Change handlers can also change values before they are applied; this
gives them the opportunity to reject changes. Priorities can be
specified if there are several handlers for one option.
Example script:
option testbool: bool = T;
function option_changed(ID: string, new_value: bool): bool
{
print fmt("Value of %s changed from %s to %s", ID, testbool, new_value);
return new_value;
}
event bro_init()
{
print "Old value", testbool;
Option::set_change_handler("testbool", option_changed);
Option::set("testbool", F);
print "New value", testbool;
}
config reader
=============
The config reader provides a way to read configuration files back into
Bro. Most importantly it automatically converts values to the correct
types. This is important because it is at least inconvenient (and
sometimes near impossible) to perform the necessary type conversions in
Bro scripts themselves. This is especially true for sets/vectors.
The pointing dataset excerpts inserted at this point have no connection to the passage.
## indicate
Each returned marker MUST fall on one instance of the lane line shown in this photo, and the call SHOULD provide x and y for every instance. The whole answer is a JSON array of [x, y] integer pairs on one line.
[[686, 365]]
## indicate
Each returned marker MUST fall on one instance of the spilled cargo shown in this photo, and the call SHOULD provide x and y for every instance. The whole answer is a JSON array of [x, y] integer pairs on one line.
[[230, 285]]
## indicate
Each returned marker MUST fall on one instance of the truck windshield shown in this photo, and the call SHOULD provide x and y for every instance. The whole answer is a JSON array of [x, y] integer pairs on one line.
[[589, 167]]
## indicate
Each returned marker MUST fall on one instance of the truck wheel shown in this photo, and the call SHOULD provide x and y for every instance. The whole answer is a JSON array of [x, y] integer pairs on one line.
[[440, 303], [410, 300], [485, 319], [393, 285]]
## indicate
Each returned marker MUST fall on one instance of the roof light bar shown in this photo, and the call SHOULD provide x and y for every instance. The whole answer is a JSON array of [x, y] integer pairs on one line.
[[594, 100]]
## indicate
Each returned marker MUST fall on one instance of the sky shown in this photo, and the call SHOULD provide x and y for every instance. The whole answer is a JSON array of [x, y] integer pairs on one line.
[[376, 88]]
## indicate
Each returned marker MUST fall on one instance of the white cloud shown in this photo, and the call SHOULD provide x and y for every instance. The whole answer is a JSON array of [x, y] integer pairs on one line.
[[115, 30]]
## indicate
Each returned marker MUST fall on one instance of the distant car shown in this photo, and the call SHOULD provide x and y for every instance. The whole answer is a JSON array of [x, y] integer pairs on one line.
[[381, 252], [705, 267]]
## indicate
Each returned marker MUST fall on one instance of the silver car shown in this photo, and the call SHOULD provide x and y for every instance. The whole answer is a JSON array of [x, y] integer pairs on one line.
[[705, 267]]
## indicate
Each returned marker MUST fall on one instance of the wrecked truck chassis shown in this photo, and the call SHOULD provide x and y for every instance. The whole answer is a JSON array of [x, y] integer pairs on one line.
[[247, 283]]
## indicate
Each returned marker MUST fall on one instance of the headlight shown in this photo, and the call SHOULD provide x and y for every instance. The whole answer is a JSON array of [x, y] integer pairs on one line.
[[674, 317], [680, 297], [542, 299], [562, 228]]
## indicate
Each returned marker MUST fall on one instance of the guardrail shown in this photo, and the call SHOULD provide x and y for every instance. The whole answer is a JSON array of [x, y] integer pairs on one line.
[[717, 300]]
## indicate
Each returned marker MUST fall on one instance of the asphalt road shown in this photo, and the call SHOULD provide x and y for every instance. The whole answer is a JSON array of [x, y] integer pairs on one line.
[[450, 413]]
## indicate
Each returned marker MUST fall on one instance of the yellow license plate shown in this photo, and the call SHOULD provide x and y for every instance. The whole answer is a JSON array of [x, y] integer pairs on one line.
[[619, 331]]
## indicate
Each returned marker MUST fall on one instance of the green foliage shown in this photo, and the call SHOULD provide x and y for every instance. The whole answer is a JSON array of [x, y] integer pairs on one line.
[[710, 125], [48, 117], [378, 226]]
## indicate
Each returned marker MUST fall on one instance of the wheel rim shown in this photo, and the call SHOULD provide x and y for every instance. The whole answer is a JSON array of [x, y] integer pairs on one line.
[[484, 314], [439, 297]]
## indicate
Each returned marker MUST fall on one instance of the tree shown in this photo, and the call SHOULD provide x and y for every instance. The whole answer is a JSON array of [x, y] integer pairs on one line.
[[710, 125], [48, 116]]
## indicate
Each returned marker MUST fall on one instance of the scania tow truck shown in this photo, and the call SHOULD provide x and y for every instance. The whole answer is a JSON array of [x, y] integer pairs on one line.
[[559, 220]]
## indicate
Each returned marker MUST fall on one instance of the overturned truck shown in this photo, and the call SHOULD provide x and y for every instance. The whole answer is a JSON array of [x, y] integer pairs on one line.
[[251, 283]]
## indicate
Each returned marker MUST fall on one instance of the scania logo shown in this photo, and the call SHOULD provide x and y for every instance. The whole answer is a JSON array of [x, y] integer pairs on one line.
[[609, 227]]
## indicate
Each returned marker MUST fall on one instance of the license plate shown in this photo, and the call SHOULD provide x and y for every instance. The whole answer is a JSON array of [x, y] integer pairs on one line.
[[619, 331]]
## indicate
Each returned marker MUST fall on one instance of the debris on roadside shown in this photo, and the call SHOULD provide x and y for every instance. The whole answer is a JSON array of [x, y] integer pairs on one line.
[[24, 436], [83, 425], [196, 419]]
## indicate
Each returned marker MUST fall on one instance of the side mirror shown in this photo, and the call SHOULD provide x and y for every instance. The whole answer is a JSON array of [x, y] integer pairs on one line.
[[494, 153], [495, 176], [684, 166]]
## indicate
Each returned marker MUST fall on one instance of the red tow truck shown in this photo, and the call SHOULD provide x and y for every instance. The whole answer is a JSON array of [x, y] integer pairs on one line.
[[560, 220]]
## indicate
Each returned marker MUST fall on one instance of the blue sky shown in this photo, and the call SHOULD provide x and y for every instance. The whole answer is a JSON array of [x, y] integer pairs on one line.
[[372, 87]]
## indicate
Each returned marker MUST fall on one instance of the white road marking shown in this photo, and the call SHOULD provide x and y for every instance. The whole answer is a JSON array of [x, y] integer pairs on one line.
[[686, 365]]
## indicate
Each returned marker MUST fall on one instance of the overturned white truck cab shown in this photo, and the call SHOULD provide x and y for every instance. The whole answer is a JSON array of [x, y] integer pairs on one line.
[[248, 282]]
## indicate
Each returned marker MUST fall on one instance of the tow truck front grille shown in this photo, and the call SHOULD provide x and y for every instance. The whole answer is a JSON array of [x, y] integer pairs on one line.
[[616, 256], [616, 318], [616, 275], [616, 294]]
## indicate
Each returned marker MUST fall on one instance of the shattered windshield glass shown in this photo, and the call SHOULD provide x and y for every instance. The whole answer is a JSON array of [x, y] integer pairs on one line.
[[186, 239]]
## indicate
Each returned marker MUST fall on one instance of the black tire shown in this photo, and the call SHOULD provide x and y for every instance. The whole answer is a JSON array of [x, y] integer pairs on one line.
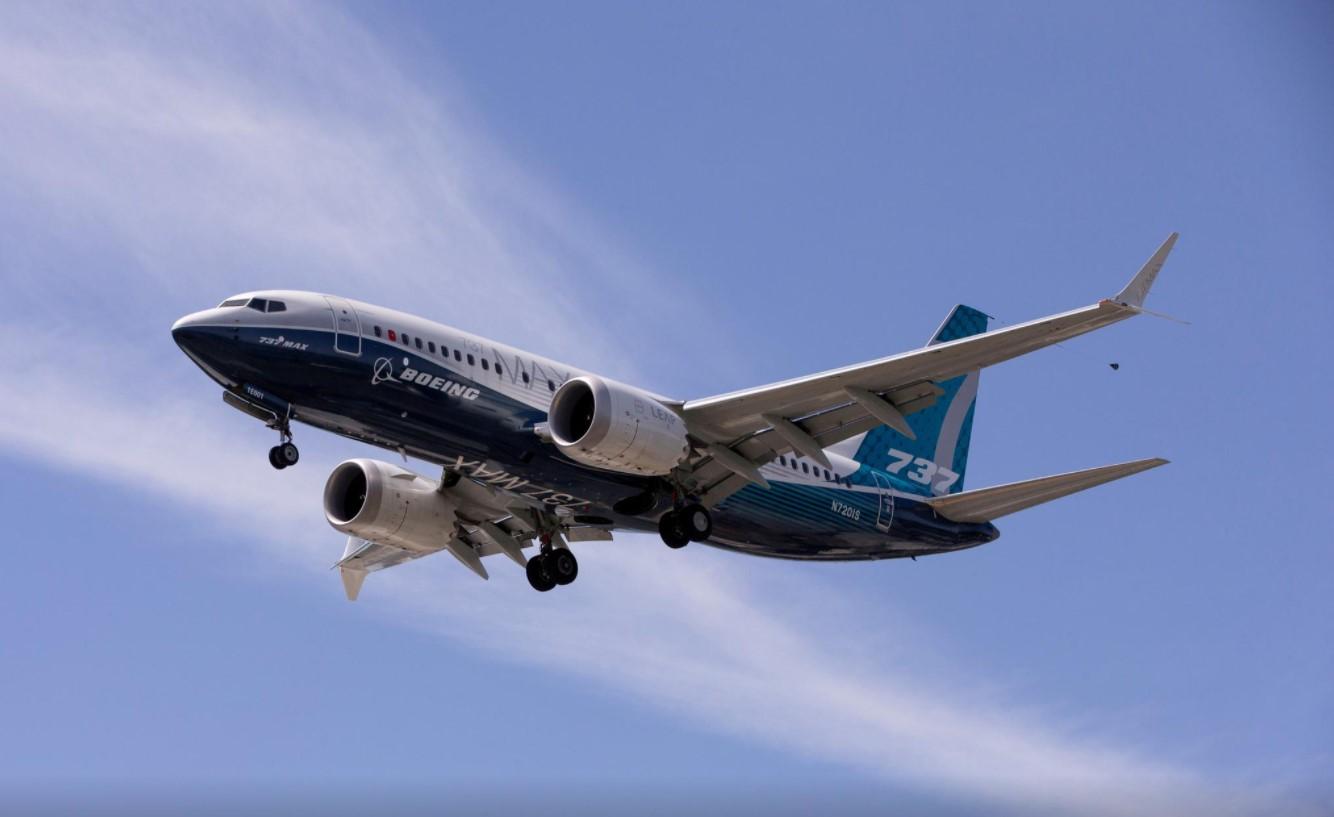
[[538, 576], [562, 566], [697, 521], [287, 454], [673, 530]]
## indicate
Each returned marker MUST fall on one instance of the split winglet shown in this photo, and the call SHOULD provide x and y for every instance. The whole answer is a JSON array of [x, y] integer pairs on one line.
[[1137, 290]]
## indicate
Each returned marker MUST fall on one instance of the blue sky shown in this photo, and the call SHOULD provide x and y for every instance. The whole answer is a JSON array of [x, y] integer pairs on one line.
[[693, 199]]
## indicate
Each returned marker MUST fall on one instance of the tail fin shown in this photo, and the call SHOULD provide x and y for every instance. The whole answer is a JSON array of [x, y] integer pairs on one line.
[[942, 431]]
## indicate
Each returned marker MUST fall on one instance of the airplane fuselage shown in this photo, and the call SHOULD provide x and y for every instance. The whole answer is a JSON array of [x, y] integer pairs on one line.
[[478, 407]]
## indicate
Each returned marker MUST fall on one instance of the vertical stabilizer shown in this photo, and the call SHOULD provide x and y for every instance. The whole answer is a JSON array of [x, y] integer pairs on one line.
[[935, 459]]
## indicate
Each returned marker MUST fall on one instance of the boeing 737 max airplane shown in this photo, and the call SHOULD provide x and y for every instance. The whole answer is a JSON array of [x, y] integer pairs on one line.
[[862, 462]]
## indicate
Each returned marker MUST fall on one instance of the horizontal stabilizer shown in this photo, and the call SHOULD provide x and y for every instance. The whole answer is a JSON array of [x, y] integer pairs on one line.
[[990, 503]]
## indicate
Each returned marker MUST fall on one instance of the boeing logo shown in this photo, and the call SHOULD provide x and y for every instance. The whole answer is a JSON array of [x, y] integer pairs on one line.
[[383, 371]]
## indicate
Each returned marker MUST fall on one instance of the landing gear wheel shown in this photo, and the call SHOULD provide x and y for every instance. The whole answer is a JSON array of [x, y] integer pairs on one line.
[[697, 521], [671, 527], [288, 454], [562, 566], [538, 576]]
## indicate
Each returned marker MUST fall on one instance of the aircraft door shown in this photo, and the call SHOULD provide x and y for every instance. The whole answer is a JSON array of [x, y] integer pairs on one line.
[[347, 326], [886, 514]]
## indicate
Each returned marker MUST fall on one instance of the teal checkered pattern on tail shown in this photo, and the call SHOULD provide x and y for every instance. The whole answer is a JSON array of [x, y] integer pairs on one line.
[[935, 461]]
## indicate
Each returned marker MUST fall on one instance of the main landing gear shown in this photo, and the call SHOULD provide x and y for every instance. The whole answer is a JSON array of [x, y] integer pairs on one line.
[[552, 566], [685, 525]]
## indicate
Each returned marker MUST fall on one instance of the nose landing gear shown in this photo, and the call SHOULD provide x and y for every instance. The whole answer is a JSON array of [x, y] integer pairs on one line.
[[284, 453]]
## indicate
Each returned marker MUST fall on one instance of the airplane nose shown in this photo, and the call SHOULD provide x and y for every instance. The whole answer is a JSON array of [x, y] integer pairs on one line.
[[192, 327]]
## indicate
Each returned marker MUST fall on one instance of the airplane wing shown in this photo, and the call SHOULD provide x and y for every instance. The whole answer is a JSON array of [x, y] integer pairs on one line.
[[487, 522], [742, 430]]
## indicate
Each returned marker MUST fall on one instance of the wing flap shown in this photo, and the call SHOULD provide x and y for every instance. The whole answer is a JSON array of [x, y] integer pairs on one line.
[[985, 505]]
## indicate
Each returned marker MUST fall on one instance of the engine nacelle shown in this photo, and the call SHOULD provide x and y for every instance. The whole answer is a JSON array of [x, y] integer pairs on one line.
[[611, 426], [382, 502]]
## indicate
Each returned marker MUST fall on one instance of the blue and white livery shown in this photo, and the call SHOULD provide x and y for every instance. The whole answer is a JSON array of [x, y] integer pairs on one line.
[[862, 462]]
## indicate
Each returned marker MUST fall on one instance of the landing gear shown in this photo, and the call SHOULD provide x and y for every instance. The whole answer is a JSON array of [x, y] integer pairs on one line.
[[686, 525], [551, 568], [284, 454], [562, 566], [538, 576], [699, 523]]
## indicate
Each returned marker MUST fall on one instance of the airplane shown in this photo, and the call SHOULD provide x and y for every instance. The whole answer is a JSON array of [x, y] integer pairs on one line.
[[861, 462]]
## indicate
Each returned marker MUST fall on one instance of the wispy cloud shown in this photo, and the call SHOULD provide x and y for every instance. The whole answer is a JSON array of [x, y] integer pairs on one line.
[[721, 641], [194, 155], [227, 150]]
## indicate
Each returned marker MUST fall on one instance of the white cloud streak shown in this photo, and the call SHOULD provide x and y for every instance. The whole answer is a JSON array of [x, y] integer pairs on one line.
[[263, 147]]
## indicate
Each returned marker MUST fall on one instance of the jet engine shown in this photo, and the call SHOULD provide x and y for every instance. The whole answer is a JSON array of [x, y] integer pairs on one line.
[[610, 426], [384, 503]]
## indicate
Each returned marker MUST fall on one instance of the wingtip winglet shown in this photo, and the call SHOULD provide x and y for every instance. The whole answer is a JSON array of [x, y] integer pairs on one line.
[[1137, 290], [352, 580]]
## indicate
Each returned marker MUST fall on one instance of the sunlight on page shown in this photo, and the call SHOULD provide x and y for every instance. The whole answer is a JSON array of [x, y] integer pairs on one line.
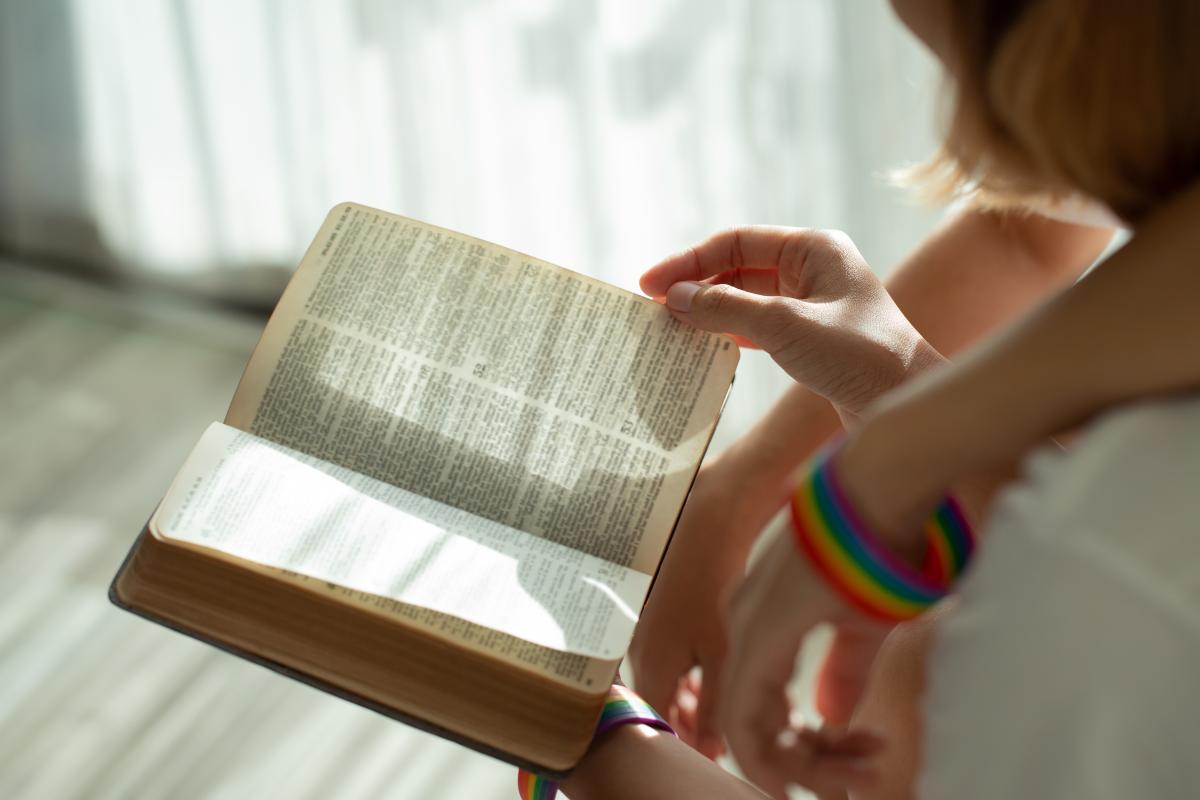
[[256, 500]]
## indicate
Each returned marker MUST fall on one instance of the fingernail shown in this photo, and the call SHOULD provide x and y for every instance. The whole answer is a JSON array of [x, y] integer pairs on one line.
[[679, 295]]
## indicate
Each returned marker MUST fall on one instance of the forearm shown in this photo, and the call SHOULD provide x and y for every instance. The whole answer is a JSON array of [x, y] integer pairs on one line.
[[977, 271], [635, 762]]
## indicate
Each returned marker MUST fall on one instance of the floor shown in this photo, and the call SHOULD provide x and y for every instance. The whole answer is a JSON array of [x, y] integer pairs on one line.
[[101, 396]]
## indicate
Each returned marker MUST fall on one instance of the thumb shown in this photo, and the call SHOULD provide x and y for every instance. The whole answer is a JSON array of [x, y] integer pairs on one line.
[[769, 322]]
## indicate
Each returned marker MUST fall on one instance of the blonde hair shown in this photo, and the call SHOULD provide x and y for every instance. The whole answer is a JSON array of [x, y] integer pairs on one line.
[[1060, 97]]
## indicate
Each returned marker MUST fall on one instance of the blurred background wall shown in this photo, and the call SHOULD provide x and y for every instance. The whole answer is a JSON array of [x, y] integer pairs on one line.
[[162, 158], [199, 143]]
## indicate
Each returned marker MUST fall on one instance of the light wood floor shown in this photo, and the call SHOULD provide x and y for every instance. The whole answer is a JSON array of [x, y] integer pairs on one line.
[[101, 396]]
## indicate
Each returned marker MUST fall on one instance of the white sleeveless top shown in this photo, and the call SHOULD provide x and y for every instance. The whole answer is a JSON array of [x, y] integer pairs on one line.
[[1072, 666]]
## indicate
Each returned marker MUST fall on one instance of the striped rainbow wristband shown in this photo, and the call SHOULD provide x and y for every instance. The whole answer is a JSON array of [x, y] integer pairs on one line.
[[858, 566], [622, 707]]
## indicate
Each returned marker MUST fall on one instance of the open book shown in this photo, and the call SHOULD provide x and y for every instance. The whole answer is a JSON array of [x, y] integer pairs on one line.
[[443, 486]]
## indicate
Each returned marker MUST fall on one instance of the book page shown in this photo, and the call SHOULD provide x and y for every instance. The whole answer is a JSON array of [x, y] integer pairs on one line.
[[245, 497], [489, 380]]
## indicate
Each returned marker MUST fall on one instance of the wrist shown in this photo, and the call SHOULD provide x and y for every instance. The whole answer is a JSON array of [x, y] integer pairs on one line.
[[882, 459]]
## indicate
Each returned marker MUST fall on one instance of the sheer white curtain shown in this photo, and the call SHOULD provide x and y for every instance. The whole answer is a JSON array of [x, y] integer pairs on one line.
[[201, 142]]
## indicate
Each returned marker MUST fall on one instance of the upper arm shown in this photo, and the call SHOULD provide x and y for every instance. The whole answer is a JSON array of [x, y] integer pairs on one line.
[[983, 269]]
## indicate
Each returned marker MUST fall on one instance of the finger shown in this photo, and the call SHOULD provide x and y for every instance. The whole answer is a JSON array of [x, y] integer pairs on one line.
[[832, 765], [708, 732], [844, 674], [771, 323], [685, 705], [755, 707], [657, 679], [765, 282], [755, 247]]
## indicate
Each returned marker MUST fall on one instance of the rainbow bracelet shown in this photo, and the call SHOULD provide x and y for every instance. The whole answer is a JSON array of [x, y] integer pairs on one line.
[[622, 707], [858, 566]]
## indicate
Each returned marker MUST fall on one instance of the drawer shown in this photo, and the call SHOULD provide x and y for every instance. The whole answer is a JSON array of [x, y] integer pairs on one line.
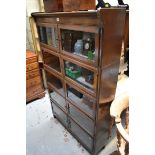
[[31, 60], [32, 74], [55, 97], [32, 82], [32, 66], [81, 135], [83, 120], [34, 90], [81, 100], [59, 114]]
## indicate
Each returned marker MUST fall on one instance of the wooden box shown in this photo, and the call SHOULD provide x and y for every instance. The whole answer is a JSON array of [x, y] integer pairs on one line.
[[68, 5]]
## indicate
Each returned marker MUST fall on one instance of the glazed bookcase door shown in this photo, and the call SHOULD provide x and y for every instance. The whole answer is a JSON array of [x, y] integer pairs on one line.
[[55, 82], [80, 43], [51, 61], [81, 76], [48, 36]]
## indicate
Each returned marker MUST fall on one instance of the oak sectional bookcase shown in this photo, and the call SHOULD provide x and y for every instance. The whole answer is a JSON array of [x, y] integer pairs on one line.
[[81, 56]]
Configuration generally look like this:
[option name][tab/spaces][new variable value]
so, for example:
testaddr 2607:f8b0:4005:801::200e
testinterval 60
testtime 1507321987
test_set a b c d erdbeerschnitzel
The reader uses the option name to look up the type that variable has in
the Bro core and automatically converts the value to the correct type.
Example script use:
type Idx: record {
option_name: string;
};
type Val: record {
option_val: string;
};
global currconfig: table[string] of string = table();
event InputConfig::new_value(name: string, source: string, id: string, value: any)
{
print id, value;
}
event bro_init()
{
Input::add_table([$reader=Input::READER_CONFIG, $source="../configfile", $name="configuration", $idx=Idx, $val=Val, $destination=currconfig, $want_record=F]);
}
Script-level config framework
=============================
The script-level framework ties these two features together and makes
them a bit more convenient to use. Configuration files can simply be
specified by placing them into Config::config_files. The framework also
creates a config.log that shows all value changes that took place.
Usage example:
redef Config::config_files += {configfile};
export {
option testbool : bool = F;
}
The file is now monitored for changes; when a change occurs the
respective option values are automatically updated and the value change
is written to config.log.
* 'topic/corelight/load-hook' of https://github.com/corelight/bro:
Fix and extend behavior of HookLoadFile
I refactored some parts of scan.l to avoid the ambiguity of some
branches returning 0 and some branches not returning anything.